La cuantía destinada en 2006 por la entidad que preside Gregorio Rojo y el número de beneficiarios indican que el promedio de préstamo personal se fijó en casi 4.000 euros. Todas estas cifras se sitúan muy por encima de los objetivos fijados por la Vital para el último ejercicio. De hecho, la suma de los dos últimos años asciende a 359 concesiones y un montante global de 1,4 millones de euros.
La experiencia de estos casi dos años de préstamos sociales habla muy bien de la altura moral de los peticionarios. Aunque el único aval es la palabra, las incidencias por impagos o atrasos en las devoluciones del dinero han sido mínimas.
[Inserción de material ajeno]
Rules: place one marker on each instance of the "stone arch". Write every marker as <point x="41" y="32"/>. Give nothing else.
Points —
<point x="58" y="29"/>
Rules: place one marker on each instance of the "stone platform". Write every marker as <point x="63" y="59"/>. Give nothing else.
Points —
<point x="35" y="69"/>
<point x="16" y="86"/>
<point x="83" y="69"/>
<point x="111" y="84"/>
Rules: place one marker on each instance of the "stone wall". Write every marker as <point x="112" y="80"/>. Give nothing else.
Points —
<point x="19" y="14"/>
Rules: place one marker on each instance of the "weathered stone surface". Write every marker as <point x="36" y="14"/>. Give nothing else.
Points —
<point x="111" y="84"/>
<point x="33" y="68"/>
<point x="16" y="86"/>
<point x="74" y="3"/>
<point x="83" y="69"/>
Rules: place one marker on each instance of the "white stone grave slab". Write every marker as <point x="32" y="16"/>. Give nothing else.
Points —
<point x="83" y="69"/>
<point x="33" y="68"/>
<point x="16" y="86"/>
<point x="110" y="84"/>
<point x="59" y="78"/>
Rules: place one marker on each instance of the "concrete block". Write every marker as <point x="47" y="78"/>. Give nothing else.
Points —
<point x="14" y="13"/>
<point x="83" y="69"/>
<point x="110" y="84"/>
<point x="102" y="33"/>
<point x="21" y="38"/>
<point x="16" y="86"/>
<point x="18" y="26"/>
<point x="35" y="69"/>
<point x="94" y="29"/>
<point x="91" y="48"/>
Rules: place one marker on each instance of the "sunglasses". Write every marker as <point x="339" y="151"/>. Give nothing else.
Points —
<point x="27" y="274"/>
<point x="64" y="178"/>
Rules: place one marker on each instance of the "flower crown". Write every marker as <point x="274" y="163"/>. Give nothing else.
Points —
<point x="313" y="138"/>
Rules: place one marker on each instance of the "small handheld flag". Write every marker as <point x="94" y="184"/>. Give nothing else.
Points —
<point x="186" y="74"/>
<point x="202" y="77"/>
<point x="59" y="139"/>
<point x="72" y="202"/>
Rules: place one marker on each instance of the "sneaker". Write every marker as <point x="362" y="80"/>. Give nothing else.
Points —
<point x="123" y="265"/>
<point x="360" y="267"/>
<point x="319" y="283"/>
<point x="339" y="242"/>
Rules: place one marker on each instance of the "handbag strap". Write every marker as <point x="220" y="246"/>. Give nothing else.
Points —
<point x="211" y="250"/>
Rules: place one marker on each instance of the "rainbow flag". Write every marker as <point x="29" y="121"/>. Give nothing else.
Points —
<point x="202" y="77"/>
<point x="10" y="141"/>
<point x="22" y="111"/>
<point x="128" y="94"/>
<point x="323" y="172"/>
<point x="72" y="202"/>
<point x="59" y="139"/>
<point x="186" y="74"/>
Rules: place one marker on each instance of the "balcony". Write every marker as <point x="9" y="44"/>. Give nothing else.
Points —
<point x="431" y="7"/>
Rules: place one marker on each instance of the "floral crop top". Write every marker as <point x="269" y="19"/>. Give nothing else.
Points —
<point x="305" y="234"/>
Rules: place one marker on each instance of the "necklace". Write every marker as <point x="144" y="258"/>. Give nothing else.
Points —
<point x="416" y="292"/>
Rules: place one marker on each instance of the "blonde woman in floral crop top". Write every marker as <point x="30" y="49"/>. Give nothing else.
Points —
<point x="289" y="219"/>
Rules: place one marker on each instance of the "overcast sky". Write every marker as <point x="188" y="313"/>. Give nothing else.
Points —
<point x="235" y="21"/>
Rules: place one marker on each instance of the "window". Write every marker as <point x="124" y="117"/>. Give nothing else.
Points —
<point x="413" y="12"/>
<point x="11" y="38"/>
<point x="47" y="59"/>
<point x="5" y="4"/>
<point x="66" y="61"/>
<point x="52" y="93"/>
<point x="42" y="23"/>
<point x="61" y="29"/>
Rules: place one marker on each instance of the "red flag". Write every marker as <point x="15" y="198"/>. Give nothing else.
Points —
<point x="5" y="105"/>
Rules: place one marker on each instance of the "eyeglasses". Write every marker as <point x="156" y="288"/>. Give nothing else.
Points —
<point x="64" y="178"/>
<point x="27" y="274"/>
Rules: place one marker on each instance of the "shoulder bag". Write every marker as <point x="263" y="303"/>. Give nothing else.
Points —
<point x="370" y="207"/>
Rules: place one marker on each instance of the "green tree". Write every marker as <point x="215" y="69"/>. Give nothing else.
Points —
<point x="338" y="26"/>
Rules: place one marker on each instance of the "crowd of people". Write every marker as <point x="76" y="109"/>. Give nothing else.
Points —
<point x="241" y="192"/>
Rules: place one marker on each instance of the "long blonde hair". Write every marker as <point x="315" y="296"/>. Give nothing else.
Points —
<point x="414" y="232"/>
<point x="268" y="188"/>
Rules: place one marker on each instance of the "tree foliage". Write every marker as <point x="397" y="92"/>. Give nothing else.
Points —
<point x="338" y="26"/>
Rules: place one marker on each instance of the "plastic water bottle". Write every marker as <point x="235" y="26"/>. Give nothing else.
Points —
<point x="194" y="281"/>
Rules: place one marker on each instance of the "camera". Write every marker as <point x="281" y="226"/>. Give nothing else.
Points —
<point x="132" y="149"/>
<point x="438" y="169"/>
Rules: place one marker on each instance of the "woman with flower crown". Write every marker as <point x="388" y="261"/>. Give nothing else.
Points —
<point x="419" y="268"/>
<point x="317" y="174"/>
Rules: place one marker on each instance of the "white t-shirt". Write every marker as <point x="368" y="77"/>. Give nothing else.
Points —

Nueve de cada diez clientes del microcrédito se encuentran en la franja de edad entre los veinte y los cincuenta años. Por zonas geográficas, América Latina acapara el 69% de los solicitantes, mientras África -sobre todo el Magreb- ronda el 20%. La décima parte de los beneificarios procede de Europa, casi a partes iguales entre la UE y el resto del continente.
El alquiler y la fianza de la vivienda, la cancelación de deudas, el reagrupamiento familiar y los gastos de regularización son los motivos para siete de cada diez interesados en los microcréditos. Le siguen, en proporciones similares, el autoempleo, las obras en las casas y el equipamiento del hogar.
De 6.000 a 9.000 euros
El solicitante de un préstamo social puede ser cualquier persona mayor de edad en situaciones de pobreza o riesgo de exclusión que tenga una situación estable en Álava y necesidad de mejorar sus condiciones de vida.
La Vital dispone de dos líneas de financiación, en función de la finalidad del dinero y su cuantía. El importe máximo de 6.000 euros se destina a cubrir necesidades de los inmigrantes, parados de larga duración, hogares monoparentales, discapacitados y jóvenes con proyectos empresariales. El tope de 9.000 euros se otorga a los demandantes que justifiquen proyectos de autoempleo laboral.